I say it over and over in my mind, and finally am reduced to saying it out loud until I’ve swallowed enough sobs that they’re held at bay in my chest, a heavy point below my sternum, and not pouring out of my mouth.

Okay.

Okay.

One more breath, and I take a seat on the couch and run through what I know. I’ve been doing a lot of that lately, and it hasn’t seemed to help, but maybe the millionth time is the charm.

Dominic knows more than he’s letting on.

He knows—now, thanks to me—that I have some kind of second job apart from Wilder Enterprises.

Dominic is done with me.

The tears threaten to come again—another failed exercise. No matter what I do, I can’t think of a way through this, or out of it, without coming clean to Dominic.

And I can’t come clean to him about what my job is without blowing the cover on the whole investigation. Even if I thought I could trust him with the information, if word ever got out that I compromised myself to someone who’s directly involved like he is, I’d never work undercover again. My career would effectively be over.

But he knows something is up, and that’s the ballgame.
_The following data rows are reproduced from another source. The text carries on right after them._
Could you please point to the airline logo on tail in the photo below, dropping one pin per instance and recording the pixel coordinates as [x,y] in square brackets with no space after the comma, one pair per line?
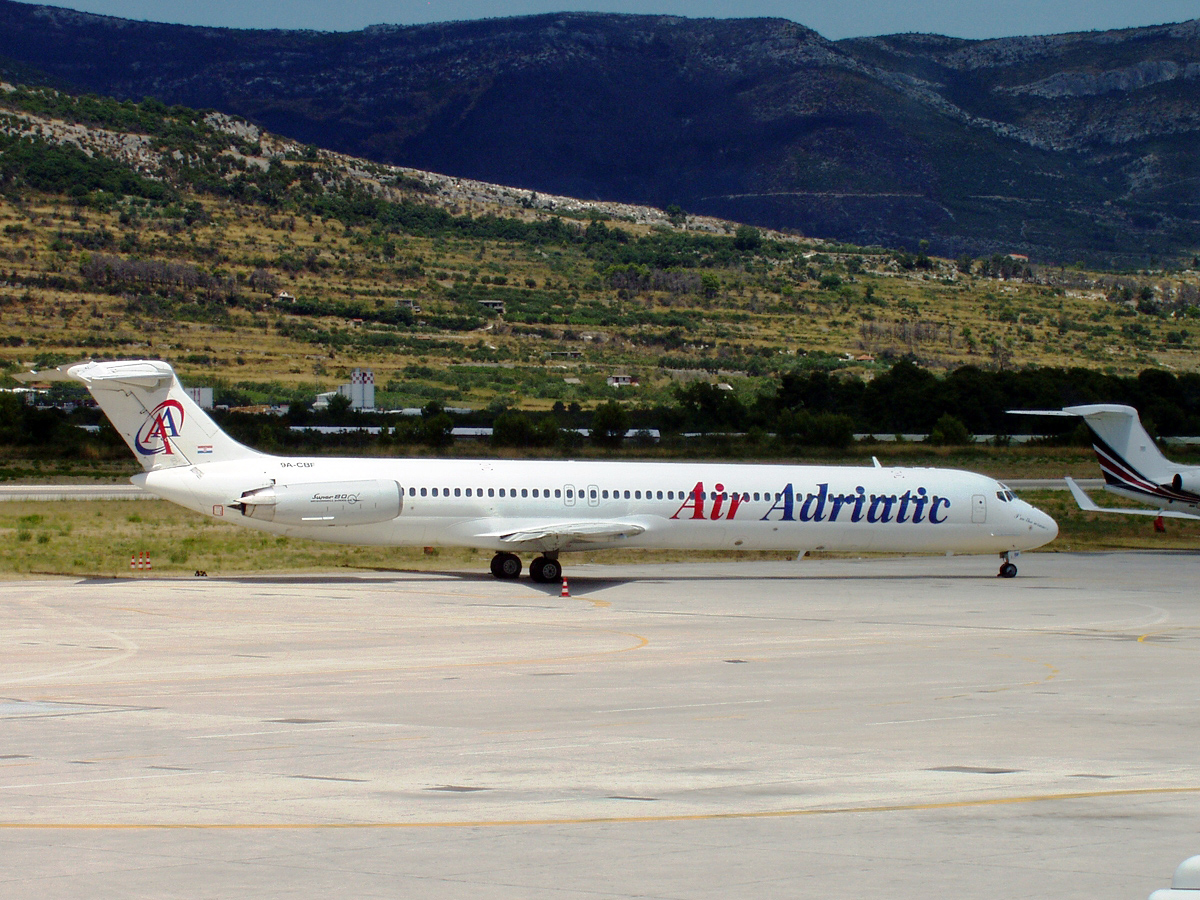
[160,429]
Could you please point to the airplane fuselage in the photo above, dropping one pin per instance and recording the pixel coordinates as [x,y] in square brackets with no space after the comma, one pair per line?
[547,505]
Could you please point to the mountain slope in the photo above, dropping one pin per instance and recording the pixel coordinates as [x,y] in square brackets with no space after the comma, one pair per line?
[1074,147]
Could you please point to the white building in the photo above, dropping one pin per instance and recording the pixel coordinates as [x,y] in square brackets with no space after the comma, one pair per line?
[360,391]
[203,396]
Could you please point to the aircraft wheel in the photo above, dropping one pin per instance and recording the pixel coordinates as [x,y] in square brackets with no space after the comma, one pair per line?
[507,565]
[545,571]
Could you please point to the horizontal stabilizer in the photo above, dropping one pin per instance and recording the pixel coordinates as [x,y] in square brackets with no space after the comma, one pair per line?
[1089,505]
[1059,413]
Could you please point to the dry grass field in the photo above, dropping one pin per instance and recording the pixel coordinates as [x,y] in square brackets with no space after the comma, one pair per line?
[96,538]
[567,325]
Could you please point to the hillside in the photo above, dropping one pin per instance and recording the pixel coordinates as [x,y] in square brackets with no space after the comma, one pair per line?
[1062,148]
[247,258]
A man like Dominic isn’t going to stay around to be played. I’m sure other women in his life have done the same thing.

Which is probably why there haven’t been many other women, from what I understand, because weighed against what’s really important

This is pointless, and I get up from the couch again, frustrated at my own inability to get out of this spiral of thought.

I pick up the phone from the floor. The screen might be cracked, but it still works, in its way. The first person I dial is Milton Jeffries, clearing my throat as the call connects.

“Do you have an update?”

“I broke my phone. Can you have someone from the department courier a new one over?”

Milton sighs. “That’s all?”

“I’m on the verge of a break, Milton. Give me a little more time.”

“Sending someone now.”

At least he doesn’t feel like chatting. My voice hitched on the word break, and if we go on much longer, I’ll be forced to say some phrase like Wilder Enterprises and that would make me look like such a strong and capable employee if I broke down crying on the phone to my boss.

No.

I lift my chin, sitting down in front of the computer again, opening the screen.

Where was I?

My throat aches with the effort of holding all of this in, but the fact of the matter—the fact of the matter, I say to myself in my harshest internal tone—is that I want my career to be incredible, and I don’t need to be with Dominic Wilder to do it. In fact, it would be best for both of us if I was without him.

This scene didn’t play out how I wanted, but in a way, it’s for the best. His attention can be where it needs to be, and my attention can be focused on tracking down the person who’s trying to undermine him.

“I wish him the best. I really do,” I say out loud in my empty apartment, like I’m trying to convince Margo that this isn’t a big deal after all.

It takes forty-five minutes, during which time the courier arrives with a new phone and takes away the shattered one, for me to figure out what the emails are trying to tell me, what the emails have been hiding all along.

I stare down at the notepad where I’ve been scribbling details.

There’s nowhere else to go from here.

But I’m going to bide my time. Making an unscheduled visit to Wilder Enterprises right now might upset the balance of everything.

And I don’t want to run into Dominic.

I pick up the new phone, slip it into my purse, and then get my real phone from the bedroom.

Margo answers on the first ring.

“You’d better be calling to invite me to dinner, Miss Missing-In-Action.”

“I know.” At least the sincerity in my voice, the sadness, is real. “I am. I’m starving and I want to see my best friend.”

“Woah,” she laughs. “Don’t get too emotional, amiga. We’ve only been apart for a couple of weeks.”

“It’s too long,” I cry, and Margo laughs harder.

“Sushi?”

“Perfect.”

“Meet me outside your building in half an hour.”

I hang up, strip off my clothes, and throw myself into the shower.

All the water in the world can’t rinse away this piercing heartbreak, but it’s all I’ve got…for now.